I will attempt to post on a weekly basis (bli neder. Really bli neder. So bli neder that if was any more sure that it was bli neder, it would be a…nedava!) I will use an inyan from the parsha as a starting point, and then throw everything I can into it, like a chulent. (For those of you who have not yet been privileged to be fed my chulent, I am famous in certain circles (read: Upper West Side) for putting Pringles and Diet Coke in my chulent. That should tell you something). As far as I am concerned, anything is fair game.
Which brings me to what is probably Yeshivas Ye’ush Mi-Da’as’ raison d’etre: the exhibition of a fierce intellectual irreverence, yet one that avoids a slide into sacrilege. Some may say that such an undertaking is impossible; others may say that even if it were possible, the propriety of such an endeavor would be questionable at best.
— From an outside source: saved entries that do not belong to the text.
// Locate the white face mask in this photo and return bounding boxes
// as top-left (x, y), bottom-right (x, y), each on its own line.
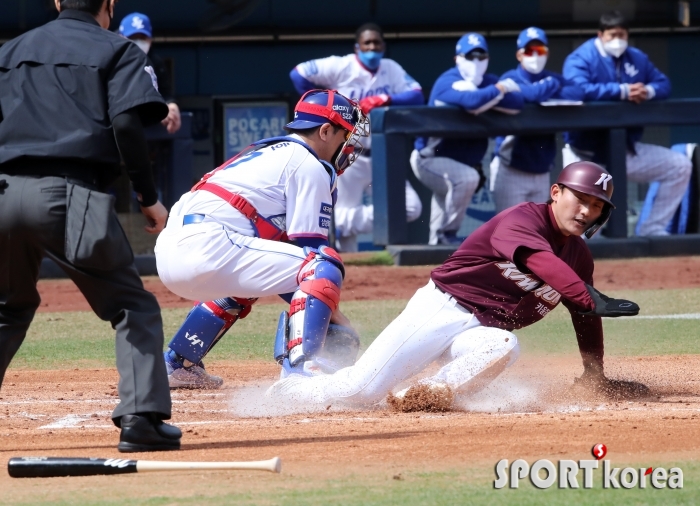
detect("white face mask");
top-left (456, 56), bottom-right (488, 86)
top-left (133, 39), bottom-right (152, 54)
top-left (521, 54), bottom-right (547, 75)
top-left (602, 37), bottom-right (627, 58)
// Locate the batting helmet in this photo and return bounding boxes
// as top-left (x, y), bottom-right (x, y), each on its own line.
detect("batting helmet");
top-left (556, 161), bottom-right (615, 238)
top-left (286, 90), bottom-right (370, 174)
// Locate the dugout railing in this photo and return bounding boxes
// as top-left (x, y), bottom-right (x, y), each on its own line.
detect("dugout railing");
top-left (371, 100), bottom-right (700, 259)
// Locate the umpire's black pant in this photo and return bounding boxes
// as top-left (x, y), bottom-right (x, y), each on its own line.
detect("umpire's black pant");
top-left (0, 174), bottom-right (172, 423)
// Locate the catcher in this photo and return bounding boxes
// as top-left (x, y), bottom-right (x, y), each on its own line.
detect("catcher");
top-left (268, 161), bottom-right (646, 410)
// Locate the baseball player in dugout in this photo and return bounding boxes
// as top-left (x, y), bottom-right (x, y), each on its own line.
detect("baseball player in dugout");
top-left (290, 23), bottom-right (424, 252)
top-left (118, 12), bottom-right (182, 134)
top-left (562, 10), bottom-right (692, 237)
top-left (155, 90), bottom-right (369, 389)
top-left (267, 162), bottom-right (647, 411)
top-left (0, 0), bottom-right (182, 452)
top-left (491, 27), bottom-right (584, 213)
top-left (410, 33), bottom-right (524, 246)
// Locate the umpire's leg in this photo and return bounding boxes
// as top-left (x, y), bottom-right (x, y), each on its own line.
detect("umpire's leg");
top-left (37, 179), bottom-right (171, 424)
top-left (0, 176), bottom-right (46, 389)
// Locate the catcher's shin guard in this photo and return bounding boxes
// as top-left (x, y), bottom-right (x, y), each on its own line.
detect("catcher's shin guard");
top-left (168, 297), bottom-right (255, 364)
top-left (287, 246), bottom-right (344, 366)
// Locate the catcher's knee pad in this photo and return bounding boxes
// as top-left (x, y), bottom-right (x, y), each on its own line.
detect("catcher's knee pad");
top-left (286, 246), bottom-right (344, 366)
top-left (168, 297), bottom-right (255, 364)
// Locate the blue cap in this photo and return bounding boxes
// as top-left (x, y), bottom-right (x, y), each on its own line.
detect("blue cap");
top-left (286, 90), bottom-right (359, 131)
top-left (455, 33), bottom-right (488, 55)
top-left (119, 13), bottom-right (152, 39)
top-left (517, 27), bottom-right (548, 49)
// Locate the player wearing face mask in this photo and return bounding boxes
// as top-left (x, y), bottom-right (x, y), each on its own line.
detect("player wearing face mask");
top-left (118, 13), bottom-right (181, 134)
top-left (490, 27), bottom-right (584, 213)
top-left (562, 11), bottom-right (691, 237)
top-left (410, 33), bottom-right (524, 245)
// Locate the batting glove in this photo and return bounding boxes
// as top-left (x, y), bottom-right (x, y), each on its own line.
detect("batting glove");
top-left (359, 94), bottom-right (390, 115)
top-left (579, 284), bottom-right (640, 317)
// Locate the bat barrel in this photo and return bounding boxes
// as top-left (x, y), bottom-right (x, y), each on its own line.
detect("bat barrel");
top-left (8, 457), bottom-right (137, 478)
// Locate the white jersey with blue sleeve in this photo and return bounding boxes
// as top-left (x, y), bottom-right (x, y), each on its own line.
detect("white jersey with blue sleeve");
top-left (169, 134), bottom-right (333, 241)
top-left (295, 54), bottom-right (421, 102)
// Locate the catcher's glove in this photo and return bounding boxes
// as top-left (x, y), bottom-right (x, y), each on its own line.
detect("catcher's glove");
top-left (579, 284), bottom-right (639, 317)
top-left (573, 373), bottom-right (649, 400)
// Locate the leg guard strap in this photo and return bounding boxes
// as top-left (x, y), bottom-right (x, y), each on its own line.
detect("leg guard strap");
top-left (299, 279), bottom-right (340, 312)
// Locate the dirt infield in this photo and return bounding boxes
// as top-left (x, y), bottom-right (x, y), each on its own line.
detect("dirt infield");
top-left (33, 255), bottom-right (700, 313)
top-left (1, 256), bottom-right (699, 502)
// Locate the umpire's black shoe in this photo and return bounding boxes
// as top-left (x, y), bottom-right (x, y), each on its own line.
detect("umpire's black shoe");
top-left (117, 413), bottom-right (182, 453)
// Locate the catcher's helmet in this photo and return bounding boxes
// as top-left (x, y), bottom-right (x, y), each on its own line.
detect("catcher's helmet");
top-left (286, 90), bottom-right (370, 174)
top-left (556, 161), bottom-right (615, 238)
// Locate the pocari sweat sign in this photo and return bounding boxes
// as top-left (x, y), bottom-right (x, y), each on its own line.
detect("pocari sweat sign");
top-left (223, 102), bottom-right (288, 159)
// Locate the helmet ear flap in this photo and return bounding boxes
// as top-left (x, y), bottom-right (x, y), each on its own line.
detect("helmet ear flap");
top-left (585, 203), bottom-right (613, 239)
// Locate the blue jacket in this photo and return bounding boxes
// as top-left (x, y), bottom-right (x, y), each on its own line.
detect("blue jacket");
top-left (563, 38), bottom-right (671, 162)
top-left (494, 66), bottom-right (584, 173)
top-left (414, 67), bottom-right (523, 168)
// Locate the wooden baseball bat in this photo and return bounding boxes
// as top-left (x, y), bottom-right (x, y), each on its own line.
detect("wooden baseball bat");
top-left (8, 456), bottom-right (282, 478)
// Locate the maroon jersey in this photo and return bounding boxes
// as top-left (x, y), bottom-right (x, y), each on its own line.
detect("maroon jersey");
top-left (431, 202), bottom-right (604, 367)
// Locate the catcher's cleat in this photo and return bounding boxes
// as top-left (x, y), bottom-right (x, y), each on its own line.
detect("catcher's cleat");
top-left (165, 351), bottom-right (223, 390)
top-left (388, 383), bottom-right (454, 412)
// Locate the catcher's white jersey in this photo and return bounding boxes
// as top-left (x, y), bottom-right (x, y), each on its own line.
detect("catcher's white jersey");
top-left (170, 135), bottom-right (333, 241)
top-left (296, 54), bottom-right (421, 103)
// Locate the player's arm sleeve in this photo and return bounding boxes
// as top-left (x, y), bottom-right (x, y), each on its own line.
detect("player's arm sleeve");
top-left (433, 74), bottom-right (503, 113)
top-left (563, 53), bottom-right (624, 102)
top-left (565, 305), bottom-right (605, 371)
top-left (518, 76), bottom-right (562, 102)
top-left (112, 108), bottom-right (158, 207)
top-left (293, 57), bottom-right (340, 90)
top-left (555, 75), bottom-right (586, 101)
top-left (389, 88), bottom-right (424, 105)
top-left (106, 43), bottom-right (168, 125)
top-left (388, 65), bottom-right (424, 105)
top-left (289, 67), bottom-right (317, 95)
top-left (285, 158), bottom-right (332, 240)
top-left (642, 56), bottom-right (671, 100)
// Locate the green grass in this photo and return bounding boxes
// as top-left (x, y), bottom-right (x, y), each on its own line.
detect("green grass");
top-left (343, 250), bottom-right (395, 266)
top-left (14, 460), bottom-right (700, 505)
top-left (8, 288), bottom-right (700, 370)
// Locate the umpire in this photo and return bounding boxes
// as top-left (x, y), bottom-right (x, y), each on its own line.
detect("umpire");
top-left (0, 0), bottom-right (181, 452)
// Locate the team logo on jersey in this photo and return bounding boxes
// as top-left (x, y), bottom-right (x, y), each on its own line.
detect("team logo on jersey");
top-left (495, 262), bottom-right (563, 306)
top-left (595, 173), bottom-right (613, 191)
top-left (624, 62), bottom-right (639, 78)
top-left (144, 65), bottom-right (159, 91)
top-left (319, 203), bottom-right (333, 216)
top-left (319, 216), bottom-right (331, 229)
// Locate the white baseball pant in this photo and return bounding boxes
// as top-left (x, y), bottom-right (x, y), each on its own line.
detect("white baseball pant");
top-left (266, 280), bottom-right (520, 407)
top-left (489, 157), bottom-right (551, 213)
top-left (334, 154), bottom-right (422, 252)
top-left (410, 150), bottom-right (481, 245)
top-left (562, 142), bottom-right (692, 236)
top-left (155, 217), bottom-right (306, 302)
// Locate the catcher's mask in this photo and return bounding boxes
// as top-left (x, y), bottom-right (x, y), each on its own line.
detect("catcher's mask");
top-left (286, 89), bottom-right (370, 175)
top-left (556, 161), bottom-right (615, 239)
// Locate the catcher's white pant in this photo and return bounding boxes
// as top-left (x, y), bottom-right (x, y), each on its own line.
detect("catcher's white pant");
top-left (489, 157), bottom-right (551, 213)
top-left (562, 142), bottom-right (692, 236)
top-left (155, 218), bottom-right (305, 301)
top-left (410, 150), bottom-right (481, 245)
top-left (267, 281), bottom-right (520, 406)
top-left (334, 155), bottom-right (422, 252)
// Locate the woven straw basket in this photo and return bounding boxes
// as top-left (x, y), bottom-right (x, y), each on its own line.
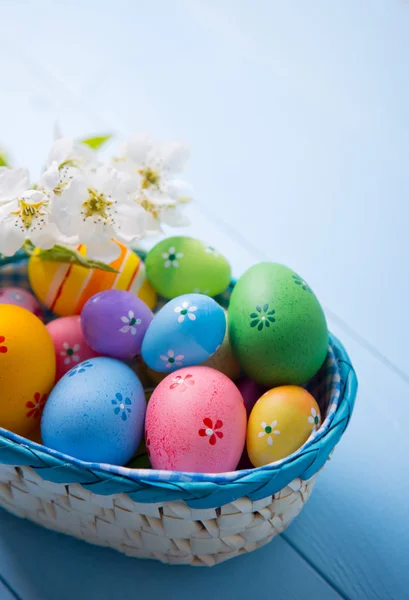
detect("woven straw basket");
top-left (0, 258), bottom-right (358, 567)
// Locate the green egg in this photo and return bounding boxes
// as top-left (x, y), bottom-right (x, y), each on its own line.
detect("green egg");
top-left (228, 263), bottom-right (328, 386)
top-left (145, 236), bottom-right (231, 299)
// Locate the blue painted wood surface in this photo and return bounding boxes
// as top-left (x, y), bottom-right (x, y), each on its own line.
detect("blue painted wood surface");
top-left (0, 1), bottom-right (408, 598)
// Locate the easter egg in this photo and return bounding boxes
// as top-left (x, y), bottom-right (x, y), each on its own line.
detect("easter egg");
top-left (28, 240), bottom-right (157, 317)
top-left (0, 305), bottom-right (56, 436)
top-left (247, 386), bottom-right (321, 467)
top-left (145, 236), bottom-right (231, 299)
top-left (41, 357), bottom-right (146, 465)
top-left (145, 366), bottom-right (247, 472)
top-left (142, 294), bottom-right (226, 373)
top-left (46, 316), bottom-right (99, 382)
top-left (81, 290), bottom-right (153, 360)
top-left (229, 263), bottom-right (328, 386)
top-left (0, 287), bottom-right (43, 320)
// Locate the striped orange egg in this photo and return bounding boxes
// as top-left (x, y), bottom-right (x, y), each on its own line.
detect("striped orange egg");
top-left (28, 241), bottom-right (157, 317)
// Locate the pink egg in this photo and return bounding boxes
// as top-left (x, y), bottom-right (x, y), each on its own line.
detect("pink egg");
top-left (145, 366), bottom-right (247, 473)
top-left (46, 316), bottom-right (99, 382)
top-left (0, 287), bottom-right (43, 320)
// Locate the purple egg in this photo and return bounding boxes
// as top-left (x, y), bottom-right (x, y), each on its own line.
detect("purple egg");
top-left (237, 376), bottom-right (266, 417)
top-left (0, 287), bottom-right (43, 320)
top-left (81, 290), bottom-right (154, 360)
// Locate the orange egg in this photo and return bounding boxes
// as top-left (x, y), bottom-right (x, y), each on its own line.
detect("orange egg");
top-left (247, 385), bottom-right (321, 467)
top-left (28, 240), bottom-right (157, 317)
top-left (0, 305), bottom-right (56, 436)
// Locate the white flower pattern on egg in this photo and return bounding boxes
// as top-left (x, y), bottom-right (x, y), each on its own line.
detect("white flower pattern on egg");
top-left (258, 420), bottom-right (281, 446)
top-left (119, 310), bottom-right (142, 335)
top-left (160, 349), bottom-right (185, 368)
top-left (162, 246), bottom-right (184, 268)
top-left (174, 301), bottom-right (197, 323)
top-left (60, 342), bottom-right (81, 366)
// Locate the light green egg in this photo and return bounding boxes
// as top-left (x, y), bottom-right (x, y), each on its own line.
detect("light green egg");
top-left (228, 263), bottom-right (328, 387)
top-left (145, 236), bottom-right (231, 299)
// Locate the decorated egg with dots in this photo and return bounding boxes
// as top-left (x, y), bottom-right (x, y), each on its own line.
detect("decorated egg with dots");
top-left (145, 236), bottom-right (231, 299)
top-left (145, 366), bottom-right (247, 472)
top-left (247, 386), bottom-right (321, 467)
top-left (0, 305), bottom-right (56, 436)
top-left (81, 290), bottom-right (153, 360)
top-left (0, 287), bottom-right (43, 320)
top-left (28, 240), bottom-right (157, 317)
top-left (46, 316), bottom-right (99, 382)
top-left (142, 294), bottom-right (226, 373)
top-left (229, 263), bottom-right (329, 387)
top-left (41, 357), bottom-right (146, 465)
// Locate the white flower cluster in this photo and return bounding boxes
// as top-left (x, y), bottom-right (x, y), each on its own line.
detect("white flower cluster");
top-left (0, 134), bottom-right (192, 261)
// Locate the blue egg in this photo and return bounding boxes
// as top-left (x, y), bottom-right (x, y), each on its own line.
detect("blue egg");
top-left (141, 293), bottom-right (226, 372)
top-left (41, 357), bottom-right (146, 465)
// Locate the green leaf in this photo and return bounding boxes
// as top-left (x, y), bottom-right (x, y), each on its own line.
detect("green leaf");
top-left (0, 150), bottom-right (9, 167)
top-left (23, 241), bottom-right (119, 273)
top-left (80, 134), bottom-right (112, 151)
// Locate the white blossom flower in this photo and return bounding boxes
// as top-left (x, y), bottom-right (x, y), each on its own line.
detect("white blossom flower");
top-left (53, 165), bottom-right (147, 261)
top-left (258, 420), bottom-right (281, 446)
top-left (46, 136), bottom-right (95, 171)
top-left (0, 167), bottom-right (30, 205)
top-left (115, 134), bottom-right (192, 225)
top-left (119, 310), bottom-right (141, 335)
top-left (174, 301), bottom-right (197, 323)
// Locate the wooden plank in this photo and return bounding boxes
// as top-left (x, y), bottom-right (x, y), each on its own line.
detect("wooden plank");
top-left (0, 508), bottom-right (342, 600)
top-left (283, 319), bottom-right (409, 600)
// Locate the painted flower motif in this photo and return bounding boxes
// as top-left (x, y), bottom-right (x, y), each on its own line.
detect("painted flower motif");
top-left (119, 310), bottom-right (142, 335)
top-left (60, 342), bottom-right (81, 365)
top-left (26, 392), bottom-right (47, 418)
top-left (258, 420), bottom-right (280, 446)
top-left (204, 245), bottom-right (219, 257)
top-left (292, 274), bottom-right (312, 293)
top-left (169, 373), bottom-right (195, 392)
top-left (160, 349), bottom-right (184, 369)
top-left (250, 304), bottom-right (276, 331)
top-left (68, 360), bottom-right (93, 377)
top-left (112, 392), bottom-right (132, 421)
top-left (199, 418), bottom-right (224, 445)
top-left (0, 335), bottom-right (8, 354)
top-left (174, 301), bottom-right (197, 323)
top-left (162, 246), bottom-right (183, 268)
top-left (308, 407), bottom-right (320, 430)
top-left (9, 291), bottom-right (24, 303)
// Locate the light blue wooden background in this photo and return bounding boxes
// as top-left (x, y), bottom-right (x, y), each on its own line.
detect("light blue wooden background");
top-left (0, 1), bottom-right (408, 599)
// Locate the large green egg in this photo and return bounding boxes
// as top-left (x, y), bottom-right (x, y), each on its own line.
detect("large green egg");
top-left (228, 263), bottom-right (328, 386)
top-left (145, 236), bottom-right (231, 299)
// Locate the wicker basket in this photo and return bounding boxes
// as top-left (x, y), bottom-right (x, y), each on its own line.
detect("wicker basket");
top-left (0, 258), bottom-right (358, 567)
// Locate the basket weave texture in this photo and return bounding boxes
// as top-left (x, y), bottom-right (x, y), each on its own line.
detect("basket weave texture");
top-left (0, 259), bottom-right (358, 566)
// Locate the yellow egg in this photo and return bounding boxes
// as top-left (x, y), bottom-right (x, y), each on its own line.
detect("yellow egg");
top-left (247, 385), bottom-right (321, 467)
top-left (0, 305), bottom-right (56, 436)
top-left (28, 240), bottom-right (157, 317)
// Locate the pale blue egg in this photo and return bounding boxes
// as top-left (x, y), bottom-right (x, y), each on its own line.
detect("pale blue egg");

While I won’t attempt to justify what I do—I’ll let the essays, and (hopefully) the reply posts, provide all the necessary justification (or lack thereof), I will provide three vorts by way of explanation.
A) My rav muvhak, Rav Aharon Bina, related sometime during my shana bet (yep—I went shana bet) that the Chazon Ish used to say that if there are three guys in a shiur, and at least one guy isn’t batt’ling, then it’s not a real shiur.
Think of me as your representative batlan. So what’s your excuse?
B) Rabbi Norman Lamm tells about preparing for a shiur with Rav Soloveichik where he was able to explain a sugya the way the Rav had taught it, to which the Rav retorted: “That’s what I said. What do you say? The problem is you brought your yetzer tov to the bais medrash. You were supposed to also bring your yetzer hara.”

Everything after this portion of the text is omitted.